C'est pourquoi le Prophète a dit que
certains de ces aspects étaient magiques.
Position
de l'Islam vis-à-vis de la magie
Puisque
la pratique de la magie, au même titre que son
apprentissage, constituent tous deux des actes
de Kofr (incroyance), la Chari 'ah (loi islamique)
réserve une sentence très sévère à quiconque
ne veut pas se repentir et abandonner la pratique
de la magie ...
Cette
loi était appliquée rigoureusement par les Califes
vertueux qui ont dirigé la nation musulmane
après la mort de Prophète . Bajalah Ibn
Abdah rapporte que le Calife Omar Ibn al-Khattab
envoya une lettre aux forces musulmanes engagées
dans une campagne contre Rome et la Perse, leur
ordonnant d'exiger de tous les Zoroastriens
mariés à leurs mères, à leurs filles et à leurs
soeurs de résilier leurs mariages. (...). Il
leur ordonna, en dernier lieu, d'exécuter tout
diseur de bonne aventure et tout magicien qu'ils
trouveraient Bajalah rapporte que sur la base
de cet ordre, il exécuta personnellement, trois
magiciens.
Cette
peine se retrouve même dans la Torah d'aujourd'hui,
montrant clairement aux juifs et aux Chrétiens
que la magie est interdite : «
Un homme ou une femme qui sont médiums ou magiciens
doivent être exécutés; ils doivent être lapidés
et ils doivent être recouverts de leur sang.
» [Lévitique,
20:27.]
Après
la période des Califes vertueux, la loi islamique
n'était plus appliquée avec la même rigueur.

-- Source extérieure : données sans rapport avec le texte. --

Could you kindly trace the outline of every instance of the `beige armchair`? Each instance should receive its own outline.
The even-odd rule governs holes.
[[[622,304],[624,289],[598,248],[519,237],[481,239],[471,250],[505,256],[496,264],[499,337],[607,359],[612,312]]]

Les rois Omeyyades ne se contentèrent pas de
permettre aux diseurs de bonne aventure et aux
magiciens de pratiquer leur art interdit, ils
les introduisirent même dans la Cour royale.
L'état islamique ayant cessé de faire appliquer
la Chari'ah (loi islamique), certains Sahaba
(compagnons du Prophète ) décidèrent de
le faire eux-mêmes Abou Othmane an-Nahdi rapporte
que la Calife al-Walid Ibn Abdel Malik (règne
705-715 P.C.) avait dans sa Cour un homme qui
pratiquait des tours de magie. Une fois, il
coupa la tête d'un homme et la sépara complètement
du reste de son corps. Cet acte laissant l'assistance
ébahie, il la surpris encore plus en recollant
la tête au corps, puis l'homme apparut comme
si sa tête n'avait jamais été coupée. Certaines
personnes s'écrièrent : « Soubhanallah ! (Que
Dieu soit glorifié) ; il est capable de ressusciter
les morts! ».
Le
Sahabi (compagnon du Prophète) Joundoub
al-Azdi remarqua l'émoi dans la Cour d'al-Walid,
alors il vint assister à l'une des représentations.
Le lendemain, il revint avec une épée cachée
derrière son dos et lorsque le magicien fit
son entrée pour commencer son spectacle, Joundoub,
brandissant son épée, s'élança à travers la
foule et trancha net la tête du magicien. Il
se tourna alors vers le public consterné et
dit : « S'il est réellement capable de ressusciter
les morts, qu'il se fasse donc revivre. » Al-Walid
le fit arrêter et jeter en prison. [Recueilli
par al-Boukhari dans son livre sur l'Histoire.]
La
sévérité de la position de l'Islam vis-à-vis
des magiciens s'explique d'abord par la nécessité
de protéger les éléments les plus faibles de
la société du Shirk,
qui pourraient attribuer aux magiciens des qualités
divines qui n'appartiennent qu'à Dieu. En plus
de commettre le sacrilège de pratiquer la sorcellerie
en connaissance de cause, les magiciens prétendent
souvent avoir des pouvoirs surnaturels et des
attributs divins dans le but d'attirer des adeptes
et d'acquérir une réputation mensongère.